First I can ask what would you do assuming you were in the game—the option of not playing Survivor in the first place is not open to you in this scenario.
How often has this genre of challenge appeared in your life?
From my place at home, I can look at this as a good lesson for the real world. Are you going to do what is best for your team or for you in your life? Granted this is a game but many will tell you this is an attenuated forum of life’s challenges. The decision is between doing what will benefit the most amount of people or what may benefit you. Everyone who does not win immunity is at risk of being voted out of the game at the tribal council but only one of the ten will achieve that goal and that is after a grueling challenge. Meanwhile, everyone benefits if four or more players sit out the challenge.
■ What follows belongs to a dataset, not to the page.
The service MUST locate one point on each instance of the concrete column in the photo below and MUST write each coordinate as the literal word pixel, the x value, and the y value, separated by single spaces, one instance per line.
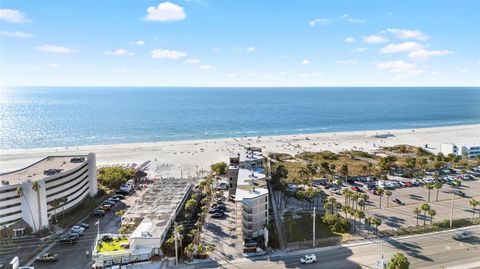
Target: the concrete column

This means that those who give up their chance to win food for everyone by choosing to participate in the challenge could have denied food to everyone to have their slight chance at winning one million dollars. Yet, the others who did give up their chance win immunity chose food even for those who would not to do the same for them.
You may not recognize the conundrum but it is a daily decision. Am I going to do what is best for me or for us. Am I going to do what benefits the most people or what will, in the long run, have a chance of benefitting me even at the detriment of how it affects others?
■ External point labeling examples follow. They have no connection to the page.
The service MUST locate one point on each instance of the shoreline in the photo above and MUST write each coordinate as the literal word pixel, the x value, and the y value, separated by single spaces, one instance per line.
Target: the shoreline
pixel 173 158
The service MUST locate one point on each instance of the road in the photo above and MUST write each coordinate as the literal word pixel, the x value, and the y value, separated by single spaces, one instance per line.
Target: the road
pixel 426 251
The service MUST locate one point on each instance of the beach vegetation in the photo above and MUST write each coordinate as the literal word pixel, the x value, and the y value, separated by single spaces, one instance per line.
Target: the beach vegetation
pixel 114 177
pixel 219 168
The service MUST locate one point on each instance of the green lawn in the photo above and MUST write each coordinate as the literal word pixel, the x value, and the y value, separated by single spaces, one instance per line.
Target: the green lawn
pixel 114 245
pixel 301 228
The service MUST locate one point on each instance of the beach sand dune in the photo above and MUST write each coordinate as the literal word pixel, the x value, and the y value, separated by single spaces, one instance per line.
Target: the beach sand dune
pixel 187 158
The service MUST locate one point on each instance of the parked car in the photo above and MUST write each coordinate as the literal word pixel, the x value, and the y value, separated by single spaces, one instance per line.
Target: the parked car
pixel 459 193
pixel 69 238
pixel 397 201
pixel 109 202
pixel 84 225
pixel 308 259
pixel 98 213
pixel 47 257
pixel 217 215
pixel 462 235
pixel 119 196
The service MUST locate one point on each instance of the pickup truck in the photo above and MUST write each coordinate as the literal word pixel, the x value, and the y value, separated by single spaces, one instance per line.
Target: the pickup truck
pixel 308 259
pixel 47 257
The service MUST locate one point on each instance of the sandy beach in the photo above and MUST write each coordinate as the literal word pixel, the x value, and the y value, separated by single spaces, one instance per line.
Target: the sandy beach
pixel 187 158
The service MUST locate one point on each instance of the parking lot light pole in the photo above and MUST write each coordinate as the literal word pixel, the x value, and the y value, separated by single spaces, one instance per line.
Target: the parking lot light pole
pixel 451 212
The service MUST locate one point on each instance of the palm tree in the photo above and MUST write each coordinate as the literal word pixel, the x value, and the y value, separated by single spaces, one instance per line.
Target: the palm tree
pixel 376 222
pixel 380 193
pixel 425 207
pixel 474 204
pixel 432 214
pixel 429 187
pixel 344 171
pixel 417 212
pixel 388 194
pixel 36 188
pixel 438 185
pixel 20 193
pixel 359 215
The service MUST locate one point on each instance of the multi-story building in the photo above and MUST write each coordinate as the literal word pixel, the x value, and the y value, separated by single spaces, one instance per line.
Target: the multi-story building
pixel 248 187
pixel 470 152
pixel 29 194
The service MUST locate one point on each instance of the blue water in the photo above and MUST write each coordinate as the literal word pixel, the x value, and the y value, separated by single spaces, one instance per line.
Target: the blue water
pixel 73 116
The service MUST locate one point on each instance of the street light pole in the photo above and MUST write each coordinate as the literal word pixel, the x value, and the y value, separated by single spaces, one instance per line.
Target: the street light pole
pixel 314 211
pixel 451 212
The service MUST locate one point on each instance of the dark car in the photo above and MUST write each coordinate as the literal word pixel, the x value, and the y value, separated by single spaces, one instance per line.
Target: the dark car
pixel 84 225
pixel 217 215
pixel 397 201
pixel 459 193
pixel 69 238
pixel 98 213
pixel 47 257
The episode reflects real situations in everyday life. Am I going to sacrifice the good of my family for my chance to be the CEO? Am I going to sacrifice what is best for my community to do what is best for my company and career? Will I seek a promotion and save the company a lot of money by moving our manufacturing operations to the nation of Podunkua on another continent? This will mean that many in our current manufacturing plant will lose their jobs but I have to do what is best for my standing in this company.
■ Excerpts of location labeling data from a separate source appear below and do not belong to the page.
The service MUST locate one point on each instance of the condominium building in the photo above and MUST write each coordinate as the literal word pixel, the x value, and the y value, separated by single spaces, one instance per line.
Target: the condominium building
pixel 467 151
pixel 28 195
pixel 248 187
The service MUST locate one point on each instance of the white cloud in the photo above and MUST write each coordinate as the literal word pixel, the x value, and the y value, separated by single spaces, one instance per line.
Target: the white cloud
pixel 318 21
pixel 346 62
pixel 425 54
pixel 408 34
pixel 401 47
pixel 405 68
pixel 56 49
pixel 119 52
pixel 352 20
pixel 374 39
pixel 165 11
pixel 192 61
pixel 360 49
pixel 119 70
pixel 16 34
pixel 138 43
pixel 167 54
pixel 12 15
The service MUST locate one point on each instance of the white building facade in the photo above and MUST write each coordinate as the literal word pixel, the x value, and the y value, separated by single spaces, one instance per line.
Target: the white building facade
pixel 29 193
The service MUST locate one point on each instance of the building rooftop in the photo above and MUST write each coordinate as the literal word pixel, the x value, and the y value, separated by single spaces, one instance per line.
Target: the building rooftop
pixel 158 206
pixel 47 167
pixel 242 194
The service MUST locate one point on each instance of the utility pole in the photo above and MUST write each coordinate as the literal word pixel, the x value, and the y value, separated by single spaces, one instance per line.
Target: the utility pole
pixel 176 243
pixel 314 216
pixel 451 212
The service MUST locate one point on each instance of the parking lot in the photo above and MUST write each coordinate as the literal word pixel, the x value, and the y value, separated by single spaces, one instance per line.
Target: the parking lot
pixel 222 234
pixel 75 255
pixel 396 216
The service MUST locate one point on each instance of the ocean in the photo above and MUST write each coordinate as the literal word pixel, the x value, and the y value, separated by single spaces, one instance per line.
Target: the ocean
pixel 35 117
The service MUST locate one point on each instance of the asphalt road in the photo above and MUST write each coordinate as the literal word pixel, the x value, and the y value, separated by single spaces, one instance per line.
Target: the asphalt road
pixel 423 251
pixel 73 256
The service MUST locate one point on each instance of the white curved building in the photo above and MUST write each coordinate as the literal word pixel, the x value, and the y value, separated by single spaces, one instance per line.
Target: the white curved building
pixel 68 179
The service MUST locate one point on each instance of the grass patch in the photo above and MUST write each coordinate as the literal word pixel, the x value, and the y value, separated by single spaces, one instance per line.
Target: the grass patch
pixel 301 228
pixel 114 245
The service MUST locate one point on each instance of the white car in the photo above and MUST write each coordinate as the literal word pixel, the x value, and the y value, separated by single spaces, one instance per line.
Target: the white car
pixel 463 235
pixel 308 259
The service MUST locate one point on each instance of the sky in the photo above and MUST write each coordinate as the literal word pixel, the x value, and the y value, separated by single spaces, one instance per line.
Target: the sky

I as a legislator get quite a bit of donations from the BigWidget industry, if I vote against an upcoming bill, I could lose that money but many will benefit. Do I choose to put my campaign donations over the good of the nation?
This issue pops up all the time. Here is a question, if you watched the program and each of those ten applied for a single executive job at your company, which one would you accept?
Would you hire:
· The winner of the challenge who gave it all, won the challenge and immunity but at the expense of the chance of the others not getting rice that night?
· Would you accept the person who needed the rice because he was starving by his own admission?
· Would you accept any one of the others who participated in the challenge but did not win immunity?
· Would you accept one of those who sat out the challenge and guaranteed rice for the rest of the entire team?
Survivor is indeed an attenuated version of the real world but it also provides a look into the anatomy of decisions people make in regard to others and this particular episode serves as a great insight into these real-world decisions.
You have a good discussion for a lunch or dinner table—which of the four above would you hire?
It is also a thought for a company’s HR hiring process, showing that aspect of the episode and asking which person would you hire.